Но я приду к тебе, когда
Ты будешь в одиночестве лежать, рыдая без меня,
И вздрогнет твоя плоть
От моего прикосновенья.
Я обовью тебя прочнейшими сетями
Моего огненного тела, и мои поцелуи,
Как угли, обожгут твой рот.
 
   Преподобному Вири хватило даже его весьма ограниченных познаний в оккультизме, чтобы правильно понять эти слова и не приписывать их ни атеизму, ни свободной любви. В своем примечании он предельно откровенен: «Вероятно, в этом отвратительном сонете описана магическая практика путешествия в астральном теле». Сэр Джон вздохнул, вспоминая собственные путешествия в «огненном теле» (а именно так в магии называется астральный двойник) и ужасную встречу с Лолой Левин, во время которой она вовлекла его бессознательное материальное тело в невольный грех.
   Несколько дней сэр Джон пребывал в раздумьях и беспокойстве. В конце концов он решил, что должен действовать. Сел за стол и, тщательно подбирая слова, написал письмо преподобному Вири в Инвернесс.
 
   Поместье Бэбкоков
   Вимс, Грейсток
   23 июля 1913 года
   Уважаемый преп. Вири!
   Недавно я приобрел экземпляр Вашей печальной и страшной книги «Облака без воды» и был до глубины души потрясен описанной в ней трагедией.
   Прежде всего, я должен честно сообщить Вам, что, в отличие от Вас, не являюсь пресвитерианином, но все же я христианин — надеюсь и верю, что благочестивый. То, о чем я собираюсь Вам рассказать, может показаться совершенно невероятным, но прошу Вас задуматься, прежде чем отметать мое мрачное предупреждение.

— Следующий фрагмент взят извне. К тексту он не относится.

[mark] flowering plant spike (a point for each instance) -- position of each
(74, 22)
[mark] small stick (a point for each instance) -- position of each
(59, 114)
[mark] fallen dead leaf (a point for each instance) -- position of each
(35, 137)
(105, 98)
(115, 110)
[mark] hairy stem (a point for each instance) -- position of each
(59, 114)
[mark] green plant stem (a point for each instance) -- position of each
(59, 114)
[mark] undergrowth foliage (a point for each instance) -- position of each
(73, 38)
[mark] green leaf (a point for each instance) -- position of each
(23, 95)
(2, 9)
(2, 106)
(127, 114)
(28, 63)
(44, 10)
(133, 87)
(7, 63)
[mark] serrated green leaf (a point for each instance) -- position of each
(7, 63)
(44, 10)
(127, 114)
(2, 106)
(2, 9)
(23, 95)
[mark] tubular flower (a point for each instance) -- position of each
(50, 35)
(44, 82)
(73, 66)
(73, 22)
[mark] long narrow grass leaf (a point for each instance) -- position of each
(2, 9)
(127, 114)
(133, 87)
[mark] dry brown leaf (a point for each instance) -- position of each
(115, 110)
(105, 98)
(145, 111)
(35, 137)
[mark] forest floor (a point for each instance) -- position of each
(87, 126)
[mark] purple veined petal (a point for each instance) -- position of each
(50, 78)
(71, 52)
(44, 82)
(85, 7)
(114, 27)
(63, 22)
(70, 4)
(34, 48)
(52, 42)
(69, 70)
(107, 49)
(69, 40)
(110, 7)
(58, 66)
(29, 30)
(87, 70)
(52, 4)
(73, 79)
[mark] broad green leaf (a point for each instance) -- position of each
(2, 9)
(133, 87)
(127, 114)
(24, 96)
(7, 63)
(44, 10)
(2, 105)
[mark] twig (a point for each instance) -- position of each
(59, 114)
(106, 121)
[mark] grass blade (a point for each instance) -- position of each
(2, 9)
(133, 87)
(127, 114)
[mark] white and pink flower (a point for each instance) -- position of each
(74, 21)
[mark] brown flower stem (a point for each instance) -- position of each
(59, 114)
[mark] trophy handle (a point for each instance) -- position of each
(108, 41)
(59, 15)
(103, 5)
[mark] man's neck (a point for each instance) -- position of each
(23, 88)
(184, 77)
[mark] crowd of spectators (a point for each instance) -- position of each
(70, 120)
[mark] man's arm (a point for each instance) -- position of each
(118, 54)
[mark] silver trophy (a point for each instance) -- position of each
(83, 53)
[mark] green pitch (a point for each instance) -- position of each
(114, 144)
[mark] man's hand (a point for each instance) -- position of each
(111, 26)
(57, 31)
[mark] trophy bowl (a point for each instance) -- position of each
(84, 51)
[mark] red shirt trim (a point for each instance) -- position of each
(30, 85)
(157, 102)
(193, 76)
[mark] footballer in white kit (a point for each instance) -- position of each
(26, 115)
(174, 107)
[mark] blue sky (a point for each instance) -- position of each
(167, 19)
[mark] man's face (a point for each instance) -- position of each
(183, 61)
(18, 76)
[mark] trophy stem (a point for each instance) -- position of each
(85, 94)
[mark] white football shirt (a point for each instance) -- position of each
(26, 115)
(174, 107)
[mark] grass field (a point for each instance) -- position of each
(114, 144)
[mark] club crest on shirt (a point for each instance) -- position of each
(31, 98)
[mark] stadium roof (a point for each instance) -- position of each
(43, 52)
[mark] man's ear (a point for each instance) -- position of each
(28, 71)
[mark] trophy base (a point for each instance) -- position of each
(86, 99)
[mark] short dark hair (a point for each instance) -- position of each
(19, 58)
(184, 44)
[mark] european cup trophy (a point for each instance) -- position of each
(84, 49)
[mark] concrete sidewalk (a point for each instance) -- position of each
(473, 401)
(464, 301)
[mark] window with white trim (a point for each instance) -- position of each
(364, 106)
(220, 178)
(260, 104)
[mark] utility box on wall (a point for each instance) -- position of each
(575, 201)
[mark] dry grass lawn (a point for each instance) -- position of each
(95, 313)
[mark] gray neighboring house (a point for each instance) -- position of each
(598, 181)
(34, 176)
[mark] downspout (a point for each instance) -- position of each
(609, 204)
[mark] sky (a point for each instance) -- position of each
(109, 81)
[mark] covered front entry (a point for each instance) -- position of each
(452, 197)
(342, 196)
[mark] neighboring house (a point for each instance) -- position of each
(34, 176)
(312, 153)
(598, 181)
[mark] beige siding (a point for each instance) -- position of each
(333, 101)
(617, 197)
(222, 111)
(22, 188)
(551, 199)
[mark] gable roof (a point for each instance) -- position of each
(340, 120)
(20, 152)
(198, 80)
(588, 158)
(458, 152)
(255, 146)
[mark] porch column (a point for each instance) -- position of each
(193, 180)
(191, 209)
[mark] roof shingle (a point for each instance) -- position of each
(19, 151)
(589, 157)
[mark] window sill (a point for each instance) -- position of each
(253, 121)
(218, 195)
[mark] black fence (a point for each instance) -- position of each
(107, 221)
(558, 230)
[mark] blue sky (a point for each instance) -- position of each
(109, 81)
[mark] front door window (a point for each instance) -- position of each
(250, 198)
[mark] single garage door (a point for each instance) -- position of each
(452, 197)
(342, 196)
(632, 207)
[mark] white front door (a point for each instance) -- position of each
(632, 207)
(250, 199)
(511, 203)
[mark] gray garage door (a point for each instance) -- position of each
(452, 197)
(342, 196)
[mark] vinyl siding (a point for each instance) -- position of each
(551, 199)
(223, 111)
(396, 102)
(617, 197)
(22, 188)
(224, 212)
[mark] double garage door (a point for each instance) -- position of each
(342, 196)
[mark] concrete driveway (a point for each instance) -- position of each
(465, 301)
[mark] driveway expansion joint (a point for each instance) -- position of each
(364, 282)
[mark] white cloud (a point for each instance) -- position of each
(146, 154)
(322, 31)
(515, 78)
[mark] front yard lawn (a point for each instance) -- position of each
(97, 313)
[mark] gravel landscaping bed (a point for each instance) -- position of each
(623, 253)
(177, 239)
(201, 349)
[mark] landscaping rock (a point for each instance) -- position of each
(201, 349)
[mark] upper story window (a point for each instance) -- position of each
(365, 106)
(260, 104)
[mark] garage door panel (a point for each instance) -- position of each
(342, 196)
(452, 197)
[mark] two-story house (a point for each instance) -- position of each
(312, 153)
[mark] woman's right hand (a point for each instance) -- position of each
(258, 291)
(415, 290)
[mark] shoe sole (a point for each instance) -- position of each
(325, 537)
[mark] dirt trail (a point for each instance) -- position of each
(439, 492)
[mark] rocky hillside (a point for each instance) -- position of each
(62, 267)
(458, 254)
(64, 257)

   Я не знаю, каким образом в Ваши руки попали эти ужасные стихи, но могу понять (боюсь, однако, что среди читателей вашей книги найдется немало фанатиков, которым это окажется не под силу), почему Вы сочли необходимым их напечатать и снабдить комментариями, показывающими катастрофические результаты той философии, которую воспевает несчастный поэт. Тем не менее, я считаю, что эта книга никогда не должна была увидеть свет, и боюсь, что Вы затронули зло гораздо большее, чем представляете себе.

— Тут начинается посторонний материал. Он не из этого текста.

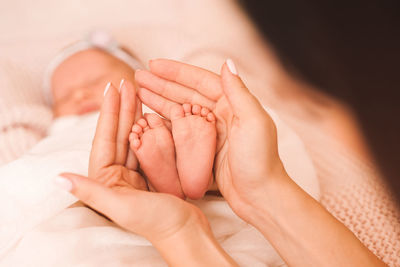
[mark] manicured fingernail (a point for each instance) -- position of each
(136, 143)
(231, 66)
(107, 87)
(121, 83)
(63, 183)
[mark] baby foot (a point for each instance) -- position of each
(194, 133)
(153, 145)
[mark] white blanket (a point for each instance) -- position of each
(38, 229)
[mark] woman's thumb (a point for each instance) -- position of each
(242, 102)
(92, 193)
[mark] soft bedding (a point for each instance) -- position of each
(39, 228)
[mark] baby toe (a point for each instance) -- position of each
(136, 128)
(177, 112)
(154, 120)
(142, 122)
(210, 117)
(187, 108)
(196, 109)
(204, 112)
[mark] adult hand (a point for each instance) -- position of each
(248, 170)
(247, 154)
(115, 188)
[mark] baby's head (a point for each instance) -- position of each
(77, 84)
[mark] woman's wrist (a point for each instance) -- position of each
(194, 244)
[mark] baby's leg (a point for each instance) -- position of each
(154, 147)
(194, 133)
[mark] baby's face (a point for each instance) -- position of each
(78, 83)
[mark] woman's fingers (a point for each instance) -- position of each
(243, 104)
(94, 194)
(171, 90)
(156, 102)
(203, 81)
(126, 119)
(104, 142)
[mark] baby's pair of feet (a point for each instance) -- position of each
(177, 161)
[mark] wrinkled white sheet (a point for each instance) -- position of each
(38, 229)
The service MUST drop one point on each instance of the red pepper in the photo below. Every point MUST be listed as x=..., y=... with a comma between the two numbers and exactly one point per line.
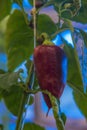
x=51, y=70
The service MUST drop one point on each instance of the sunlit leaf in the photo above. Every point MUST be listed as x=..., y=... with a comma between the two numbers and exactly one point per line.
x=84, y=35
x=19, y=40
x=45, y=24
x=74, y=78
x=12, y=99
x=5, y=7
x=33, y=126
x=31, y=101
x=81, y=102
x=7, y=80
x=68, y=24
x=81, y=16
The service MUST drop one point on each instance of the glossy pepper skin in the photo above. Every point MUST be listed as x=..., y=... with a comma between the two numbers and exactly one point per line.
x=51, y=70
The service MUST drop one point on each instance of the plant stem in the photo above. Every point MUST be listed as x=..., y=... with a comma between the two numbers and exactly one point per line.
x=21, y=110
x=24, y=100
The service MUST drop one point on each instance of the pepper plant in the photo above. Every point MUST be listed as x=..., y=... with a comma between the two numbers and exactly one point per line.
x=24, y=32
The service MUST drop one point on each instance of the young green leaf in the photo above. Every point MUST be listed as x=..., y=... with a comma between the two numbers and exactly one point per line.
x=31, y=100
x=19, y=40
x=12, y=99
x=58, y=119
x=67, y=24
x=33, y=126
x=7, y=80
x=45, y=24
x=84, y=35
x=81, y=102
x=5, y=7
x=74, y=78
x=81, y=16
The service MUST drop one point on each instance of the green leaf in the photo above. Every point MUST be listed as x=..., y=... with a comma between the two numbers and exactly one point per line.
x=58, y=119
x=81, y=16
x=9, y=79
x=84, y=35
x=5, y=7
x=31, y=101
x=1, y=127
x=45, y=24
x=19, y=40
x=74, y=78
x=12, y=99
x=33, y=126
x=81, y=102
x=67, y=24
x=63, y=117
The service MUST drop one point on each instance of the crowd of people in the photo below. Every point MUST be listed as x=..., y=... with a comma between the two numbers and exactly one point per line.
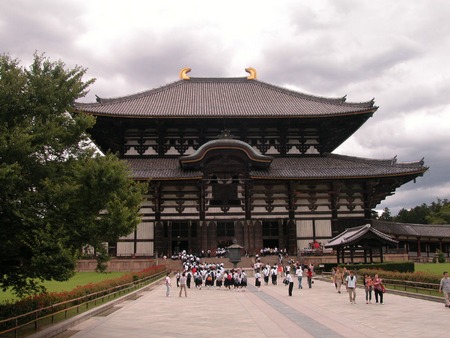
x=214, y=275
x=372, y=285
x=207, y=275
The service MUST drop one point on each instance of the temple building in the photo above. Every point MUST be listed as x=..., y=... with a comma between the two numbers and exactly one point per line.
x=238, y=158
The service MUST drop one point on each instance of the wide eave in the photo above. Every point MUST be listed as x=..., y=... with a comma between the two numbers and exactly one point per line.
x=223, y=98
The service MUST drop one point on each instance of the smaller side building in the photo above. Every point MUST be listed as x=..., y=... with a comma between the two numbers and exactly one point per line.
x=419, y=241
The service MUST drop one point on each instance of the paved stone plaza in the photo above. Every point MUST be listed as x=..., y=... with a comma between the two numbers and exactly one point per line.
x=316, y=312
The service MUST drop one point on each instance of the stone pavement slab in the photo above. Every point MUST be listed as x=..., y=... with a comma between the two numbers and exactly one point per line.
x=316, y=312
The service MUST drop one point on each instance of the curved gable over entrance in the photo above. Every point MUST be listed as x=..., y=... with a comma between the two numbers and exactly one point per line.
x=227, y=152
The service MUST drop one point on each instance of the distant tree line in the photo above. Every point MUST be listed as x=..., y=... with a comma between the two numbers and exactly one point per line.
x=437, y=212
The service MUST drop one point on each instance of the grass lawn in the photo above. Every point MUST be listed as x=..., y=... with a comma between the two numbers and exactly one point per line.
x=434, y=268
x=80, y=279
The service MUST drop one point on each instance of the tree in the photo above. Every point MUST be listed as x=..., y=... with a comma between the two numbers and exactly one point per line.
x=441, y=216
x=56, y=193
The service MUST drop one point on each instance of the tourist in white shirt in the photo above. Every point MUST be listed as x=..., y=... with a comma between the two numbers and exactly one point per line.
x=299, y=274
x=350, y=283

   Дело в том, что я изучаю Христианскую Каббалу и, хотя с негодованием и презрением отвергаю ее извращенные толкования, мне по необходимости пришлось кое-что узнать о верованиях и практиках сатанистов. Вы вряд ли в это поверите, но поэт описывает не только преступную любовную связь, но и — в завуалированной форме, хотя вполне понятно для тех, кто знаком с подобными вещами, — то, что называется «черной тантрой» или сексуальной магией; короче говоря, он описывает обряды черной мессы и сатанизма.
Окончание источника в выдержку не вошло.